For the cosmos -- the real cosmos, not your dead and hollowed out abstraction of it -- "is an engine of ideas, an information system, like an economy." (Although I would put it the other way around: a functioning economy is a microcosmos.) "It is a singularity full of detailed and improbable information. It is a 'super-surprise.'"

Again: it is the ultimate guffah-HA! experience.

You might be asking yourself: how is all this cosmic happy talk, this odious pneumababbling, different from merely deepaking the chopra? Well, for starters, it results in conclusions that are exactly the opposite of his Obama-worshiping liberal fascism. For

"The supply side, with all its intricacies of goods and services, commands far more information than the homogeneous money-dominated demand side." Top-down order "means lack of surprise and absence of creativity." Which is precisely why Obama's LoFo base of useful idiots is so surprised at his economic failures. But that's not surprise -- rather, the opposite. Nor is the joke funny to its victims.

Now, we do need order in order for the order to yield upside surprisal. However, this order must be at the "bottom," so to speak -- better, the foundation -- not imposed at the top by an all-powerful state. But the left specializes in imposing order at the top, while destroying it at the bottom, resulting in social and economic disorder.
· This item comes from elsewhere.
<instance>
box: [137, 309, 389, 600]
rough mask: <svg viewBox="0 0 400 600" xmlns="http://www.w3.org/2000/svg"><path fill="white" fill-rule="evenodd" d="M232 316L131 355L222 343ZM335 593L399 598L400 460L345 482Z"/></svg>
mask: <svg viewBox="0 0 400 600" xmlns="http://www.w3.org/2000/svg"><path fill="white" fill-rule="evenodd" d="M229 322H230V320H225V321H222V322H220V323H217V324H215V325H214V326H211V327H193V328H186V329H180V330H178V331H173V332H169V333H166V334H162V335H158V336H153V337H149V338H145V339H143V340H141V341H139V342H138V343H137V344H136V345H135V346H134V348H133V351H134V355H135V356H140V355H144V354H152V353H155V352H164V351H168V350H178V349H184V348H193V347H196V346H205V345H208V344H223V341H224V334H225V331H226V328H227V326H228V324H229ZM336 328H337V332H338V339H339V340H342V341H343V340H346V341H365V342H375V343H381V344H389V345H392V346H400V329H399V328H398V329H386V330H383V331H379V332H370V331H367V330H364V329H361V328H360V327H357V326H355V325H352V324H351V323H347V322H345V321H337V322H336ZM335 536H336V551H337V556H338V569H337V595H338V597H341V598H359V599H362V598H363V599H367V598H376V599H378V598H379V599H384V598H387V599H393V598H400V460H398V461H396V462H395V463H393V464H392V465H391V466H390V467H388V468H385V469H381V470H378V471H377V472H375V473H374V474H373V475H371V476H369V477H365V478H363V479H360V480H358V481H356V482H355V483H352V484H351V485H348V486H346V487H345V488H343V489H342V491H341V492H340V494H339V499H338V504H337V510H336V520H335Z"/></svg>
The stable, low-entropy order includes such things as "moral codes, constitutional restraints, personal discipline, educational integrity, predictable laws, reliable courts, stable money, trustworthy finance, strong families, dependable defense, and police powers," not to mention sane and sober leadership and orthodox religious beliefs. This is where the real exceptions of American exceptionalism lay.

Thus, "All the surprising singularities of creative capitalism depend on the boring regularities of political order.... The entire saga of the history of the West conveys the courage and sacrifice necessary to enforce and defend these values against their enemies."

In short, conservatives defend the Permanent Things so as to engender real hope for improvement in one's material circumstance, and to facilitate benevolent change, i.e. progress. Conversely, progressives poison the conditions of progress at the root. They undermine and denigrate the Permanent Things that make progress possible, replacing them with their relativistic fantasies and malignant dreams.